Friday, January 2, 2015

Erika Burkart

Moon in March 

Two sickles are still missing. 
Oblong: an egg—you dazzle
dead stone, wake up fear, infect
with fevered light, confuse the brain, 

extract my hysterical cry—
to be a helpless human being
like you who doesn’t manage to evade 

its phases.

Mock-bloom, blood-young leaves
in the winter boughs: the devouring frost and the vague hope, 

when, with burning eyes
the ghost in the nightshirt
stares up to the light-blanked no-man’s-sky
of our contaminated sphere. 

Summer Solstice 

Waiting at the window and staring outside 
two mountains in the distant vapor 
become a twin volcano.
The sun stands quite still

before it sinks. 

Seeing what doesn’t see us. 
Constellations are of another nature. 
Lucid moments: human glances. 
They burn through water
before they extinguish. 

"Moon in March" and "Summer Solstice" were previously published in Late Recognition of the Signs, translated from the German by Marc Vincenz (Spuyten Duyvil, 2014).

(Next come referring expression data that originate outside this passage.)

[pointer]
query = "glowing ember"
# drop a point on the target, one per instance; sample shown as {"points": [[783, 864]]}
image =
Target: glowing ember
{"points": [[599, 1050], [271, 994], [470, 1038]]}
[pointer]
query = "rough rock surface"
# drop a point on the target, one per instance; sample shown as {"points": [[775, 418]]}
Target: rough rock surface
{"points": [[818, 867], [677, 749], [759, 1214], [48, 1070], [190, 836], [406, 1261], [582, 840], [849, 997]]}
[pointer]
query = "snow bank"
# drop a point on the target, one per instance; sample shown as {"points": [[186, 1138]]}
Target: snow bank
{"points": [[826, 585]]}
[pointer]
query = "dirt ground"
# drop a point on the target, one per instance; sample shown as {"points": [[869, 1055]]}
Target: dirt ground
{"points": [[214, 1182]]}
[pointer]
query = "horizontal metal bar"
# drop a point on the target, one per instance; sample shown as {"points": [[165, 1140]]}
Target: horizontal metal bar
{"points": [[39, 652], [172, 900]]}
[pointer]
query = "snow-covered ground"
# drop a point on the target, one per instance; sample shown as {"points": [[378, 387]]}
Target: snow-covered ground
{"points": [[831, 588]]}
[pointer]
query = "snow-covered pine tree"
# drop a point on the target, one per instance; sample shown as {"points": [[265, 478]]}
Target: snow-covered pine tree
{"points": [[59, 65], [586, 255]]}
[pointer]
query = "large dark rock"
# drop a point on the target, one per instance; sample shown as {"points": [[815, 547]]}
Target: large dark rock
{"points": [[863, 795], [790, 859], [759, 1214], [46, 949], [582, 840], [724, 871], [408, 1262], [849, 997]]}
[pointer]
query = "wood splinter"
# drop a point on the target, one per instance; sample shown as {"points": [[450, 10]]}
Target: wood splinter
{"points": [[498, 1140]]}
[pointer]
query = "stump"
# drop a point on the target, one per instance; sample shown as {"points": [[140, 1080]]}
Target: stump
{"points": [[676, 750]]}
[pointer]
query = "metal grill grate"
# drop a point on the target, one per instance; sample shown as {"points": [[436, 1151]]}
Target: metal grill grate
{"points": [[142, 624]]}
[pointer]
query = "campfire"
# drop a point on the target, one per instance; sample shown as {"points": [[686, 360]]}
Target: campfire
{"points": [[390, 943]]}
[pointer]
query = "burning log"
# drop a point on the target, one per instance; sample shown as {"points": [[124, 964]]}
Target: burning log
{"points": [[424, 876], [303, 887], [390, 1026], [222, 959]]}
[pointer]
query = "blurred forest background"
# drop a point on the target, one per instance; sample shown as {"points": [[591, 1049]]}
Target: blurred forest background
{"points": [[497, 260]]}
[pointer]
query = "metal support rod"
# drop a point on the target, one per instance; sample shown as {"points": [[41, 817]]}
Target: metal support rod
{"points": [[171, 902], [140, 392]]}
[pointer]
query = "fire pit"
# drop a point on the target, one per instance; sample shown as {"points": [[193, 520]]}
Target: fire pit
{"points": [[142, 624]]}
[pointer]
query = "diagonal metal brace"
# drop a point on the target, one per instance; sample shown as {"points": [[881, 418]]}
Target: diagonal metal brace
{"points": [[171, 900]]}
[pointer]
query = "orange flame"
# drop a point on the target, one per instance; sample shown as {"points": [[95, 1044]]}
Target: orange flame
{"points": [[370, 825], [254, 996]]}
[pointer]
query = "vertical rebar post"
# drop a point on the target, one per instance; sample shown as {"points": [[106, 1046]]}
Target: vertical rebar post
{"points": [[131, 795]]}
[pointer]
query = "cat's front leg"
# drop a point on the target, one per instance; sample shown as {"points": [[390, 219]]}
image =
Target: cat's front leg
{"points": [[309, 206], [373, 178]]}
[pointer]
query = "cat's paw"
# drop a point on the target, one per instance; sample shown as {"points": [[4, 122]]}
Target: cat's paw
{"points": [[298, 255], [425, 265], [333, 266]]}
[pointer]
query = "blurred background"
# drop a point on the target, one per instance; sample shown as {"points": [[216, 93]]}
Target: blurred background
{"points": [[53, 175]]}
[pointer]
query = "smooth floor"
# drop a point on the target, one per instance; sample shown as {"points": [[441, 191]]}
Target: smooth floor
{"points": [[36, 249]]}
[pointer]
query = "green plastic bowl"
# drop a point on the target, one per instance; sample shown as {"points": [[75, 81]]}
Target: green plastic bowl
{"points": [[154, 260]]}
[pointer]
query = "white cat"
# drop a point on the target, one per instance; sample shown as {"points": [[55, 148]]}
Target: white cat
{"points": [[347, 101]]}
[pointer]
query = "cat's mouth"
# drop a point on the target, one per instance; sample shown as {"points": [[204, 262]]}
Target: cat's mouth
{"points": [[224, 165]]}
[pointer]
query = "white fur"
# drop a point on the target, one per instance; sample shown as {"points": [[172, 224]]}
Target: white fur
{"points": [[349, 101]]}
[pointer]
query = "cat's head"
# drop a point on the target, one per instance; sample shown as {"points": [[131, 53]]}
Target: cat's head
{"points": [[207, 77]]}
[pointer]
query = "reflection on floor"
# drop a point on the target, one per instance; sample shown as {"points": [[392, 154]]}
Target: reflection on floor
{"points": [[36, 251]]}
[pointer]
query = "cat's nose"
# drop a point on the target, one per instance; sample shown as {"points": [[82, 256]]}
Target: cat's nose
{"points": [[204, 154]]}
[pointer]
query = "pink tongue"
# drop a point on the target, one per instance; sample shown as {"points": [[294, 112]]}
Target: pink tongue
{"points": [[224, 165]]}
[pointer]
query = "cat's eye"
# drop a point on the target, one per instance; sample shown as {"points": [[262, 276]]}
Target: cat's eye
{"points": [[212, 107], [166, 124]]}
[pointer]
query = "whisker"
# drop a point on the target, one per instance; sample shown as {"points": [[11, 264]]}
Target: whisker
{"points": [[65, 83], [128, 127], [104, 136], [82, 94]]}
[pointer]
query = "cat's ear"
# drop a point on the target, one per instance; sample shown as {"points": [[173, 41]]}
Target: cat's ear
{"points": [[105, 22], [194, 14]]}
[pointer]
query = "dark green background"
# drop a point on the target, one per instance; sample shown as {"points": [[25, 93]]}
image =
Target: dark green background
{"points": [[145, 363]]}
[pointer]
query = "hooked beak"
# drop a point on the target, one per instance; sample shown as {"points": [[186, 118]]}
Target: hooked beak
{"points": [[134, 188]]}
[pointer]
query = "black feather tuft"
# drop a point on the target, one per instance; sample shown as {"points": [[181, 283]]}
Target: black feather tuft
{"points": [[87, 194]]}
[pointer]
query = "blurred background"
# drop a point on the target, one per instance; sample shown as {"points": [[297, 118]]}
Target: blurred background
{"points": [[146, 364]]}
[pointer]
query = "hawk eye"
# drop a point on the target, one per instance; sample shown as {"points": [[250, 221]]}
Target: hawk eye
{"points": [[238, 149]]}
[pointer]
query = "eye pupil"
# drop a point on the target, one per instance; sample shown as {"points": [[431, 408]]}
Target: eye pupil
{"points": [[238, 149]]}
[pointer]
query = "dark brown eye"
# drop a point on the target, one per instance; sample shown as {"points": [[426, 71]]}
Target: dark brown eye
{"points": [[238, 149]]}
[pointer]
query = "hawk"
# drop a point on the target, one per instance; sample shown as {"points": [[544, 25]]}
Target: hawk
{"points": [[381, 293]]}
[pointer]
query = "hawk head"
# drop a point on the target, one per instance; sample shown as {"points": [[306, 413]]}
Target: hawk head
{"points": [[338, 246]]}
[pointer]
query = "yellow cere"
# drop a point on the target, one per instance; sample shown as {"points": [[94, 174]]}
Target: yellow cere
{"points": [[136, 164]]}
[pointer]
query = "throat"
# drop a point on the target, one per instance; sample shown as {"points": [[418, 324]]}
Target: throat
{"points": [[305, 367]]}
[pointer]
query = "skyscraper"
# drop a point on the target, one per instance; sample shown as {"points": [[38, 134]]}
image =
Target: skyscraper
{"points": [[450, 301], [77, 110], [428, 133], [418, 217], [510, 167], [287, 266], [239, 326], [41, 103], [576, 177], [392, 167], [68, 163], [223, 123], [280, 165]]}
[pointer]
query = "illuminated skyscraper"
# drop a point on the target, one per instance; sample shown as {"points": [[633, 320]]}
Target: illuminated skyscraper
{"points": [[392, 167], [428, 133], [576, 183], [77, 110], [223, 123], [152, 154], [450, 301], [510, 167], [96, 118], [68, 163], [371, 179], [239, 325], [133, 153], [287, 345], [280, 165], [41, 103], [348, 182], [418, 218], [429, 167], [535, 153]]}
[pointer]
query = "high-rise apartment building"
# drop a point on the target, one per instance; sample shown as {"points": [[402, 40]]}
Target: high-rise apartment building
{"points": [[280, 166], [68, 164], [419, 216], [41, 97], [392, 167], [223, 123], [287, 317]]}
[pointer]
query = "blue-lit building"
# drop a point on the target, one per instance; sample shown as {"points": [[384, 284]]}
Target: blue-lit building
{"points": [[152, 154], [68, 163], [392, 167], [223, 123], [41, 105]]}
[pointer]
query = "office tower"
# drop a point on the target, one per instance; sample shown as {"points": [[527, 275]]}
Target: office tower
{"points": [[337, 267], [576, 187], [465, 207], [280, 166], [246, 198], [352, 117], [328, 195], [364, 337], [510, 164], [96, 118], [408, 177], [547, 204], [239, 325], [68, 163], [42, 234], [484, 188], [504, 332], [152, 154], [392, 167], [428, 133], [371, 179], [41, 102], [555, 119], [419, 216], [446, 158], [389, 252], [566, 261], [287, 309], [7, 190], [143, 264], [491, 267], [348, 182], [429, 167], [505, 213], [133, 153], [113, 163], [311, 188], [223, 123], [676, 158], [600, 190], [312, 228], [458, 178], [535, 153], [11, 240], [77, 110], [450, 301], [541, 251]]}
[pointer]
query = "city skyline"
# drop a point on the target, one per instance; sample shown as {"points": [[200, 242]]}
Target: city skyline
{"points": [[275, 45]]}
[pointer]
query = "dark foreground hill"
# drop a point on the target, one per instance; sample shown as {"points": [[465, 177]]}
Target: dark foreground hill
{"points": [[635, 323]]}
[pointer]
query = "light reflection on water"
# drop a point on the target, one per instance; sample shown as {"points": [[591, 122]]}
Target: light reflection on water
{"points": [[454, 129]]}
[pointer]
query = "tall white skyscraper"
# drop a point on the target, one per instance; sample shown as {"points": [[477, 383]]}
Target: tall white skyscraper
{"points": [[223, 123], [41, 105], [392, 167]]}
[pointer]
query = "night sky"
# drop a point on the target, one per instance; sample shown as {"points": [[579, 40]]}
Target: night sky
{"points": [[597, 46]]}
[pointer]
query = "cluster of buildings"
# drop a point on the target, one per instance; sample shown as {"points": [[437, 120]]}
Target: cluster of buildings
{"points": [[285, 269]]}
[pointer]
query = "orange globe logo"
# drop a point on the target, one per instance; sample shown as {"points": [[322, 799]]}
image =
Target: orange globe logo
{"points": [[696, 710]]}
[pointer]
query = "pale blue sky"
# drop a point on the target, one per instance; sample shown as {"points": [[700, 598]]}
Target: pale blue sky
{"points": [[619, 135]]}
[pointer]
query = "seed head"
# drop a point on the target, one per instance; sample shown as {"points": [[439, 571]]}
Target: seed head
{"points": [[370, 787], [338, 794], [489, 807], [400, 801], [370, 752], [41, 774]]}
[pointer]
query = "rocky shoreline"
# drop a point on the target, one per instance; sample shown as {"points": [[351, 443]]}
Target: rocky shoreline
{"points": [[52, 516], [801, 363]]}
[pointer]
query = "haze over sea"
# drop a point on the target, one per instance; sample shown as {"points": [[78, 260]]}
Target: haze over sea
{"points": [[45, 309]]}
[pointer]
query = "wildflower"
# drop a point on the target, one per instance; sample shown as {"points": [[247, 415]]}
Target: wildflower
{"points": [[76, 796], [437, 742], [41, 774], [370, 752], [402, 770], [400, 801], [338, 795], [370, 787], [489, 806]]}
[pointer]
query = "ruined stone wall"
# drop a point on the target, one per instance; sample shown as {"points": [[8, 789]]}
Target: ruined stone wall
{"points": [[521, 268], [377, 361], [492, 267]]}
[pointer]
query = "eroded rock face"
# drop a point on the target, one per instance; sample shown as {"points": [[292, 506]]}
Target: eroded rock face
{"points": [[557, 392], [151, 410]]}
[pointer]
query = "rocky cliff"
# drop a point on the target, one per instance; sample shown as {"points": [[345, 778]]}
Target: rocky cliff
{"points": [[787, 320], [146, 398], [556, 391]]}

Erika Burkart was born in Aarau, Switzerland, in 1922. Throughout her career she published over 24 collections of poetry, 8 prose works, and was awarded numerous literary prizes, including the Conrad- Ferdinand-Meyer-Preis (1961) and the Gottfried- Keller-Preis (1992). She was the only woman ever to have been awarded Switzerland’s highest literary prize, der Grosser Schillerpreis (2005). She passed away on April 14, 2010.